# help pcc trolley



## pete (Jan 2, 2008)

Ok i have taken the body off the frame to install people and to add tissue paper all that is done. Now we are trying to get the body back on the frame. The body is on all except for a little bit on the front end about a 1/8 inch. The front is not quite flush with the frame.HELP


----------



## Greg Elmassian (Jan 3, 2008)

Check to see if the subframe that holds the people is tight down against the metal chassis tightly at each end. 

Make sure the two door assemblies are tight against the shell, they are only secured at one end, in the roof. 

Greg


----------



## pete (Jan 2, 2008)

Greg thanks for the reply. My wife and myself kept looking to see what it could be that was stopping the body from aligning with the frame. Well we found the problem. I put a engineer in the drivers seat and the top of his hat and his nose were to big to let the body fit down on the frame.
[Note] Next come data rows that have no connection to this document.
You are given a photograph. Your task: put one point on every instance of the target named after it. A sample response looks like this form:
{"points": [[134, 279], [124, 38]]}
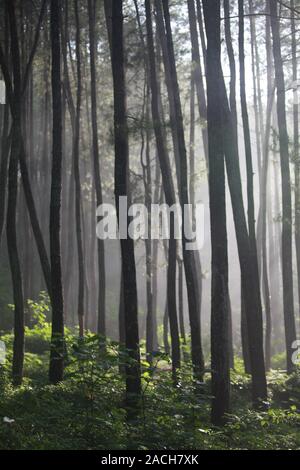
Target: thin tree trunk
{"points": [[133, 378], [57, 339], [287, 267], [97, 176], [80, 297], [296, 147], [188, 256], [219, 266], [168, 190]]}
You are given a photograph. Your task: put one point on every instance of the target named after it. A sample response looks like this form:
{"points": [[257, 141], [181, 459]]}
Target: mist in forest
{"points": [[165, 103]]}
He now looks like frankenstein. But the trolley is back together again. Thanks for the suggestion.


----------



## Stan Cedarleaf (Jan 2, 2008)

Good job, Pete.... The old saying "Whatever works" is appropriate....


----------



## Greg Elmassian (Jan 3, 2008)

A tip for anyone else opening one up: There are some wires routed in channels in the chassis, and they barely fit, so when one pops up, the sub frame with the seats won't sit flush. 

Greg


----------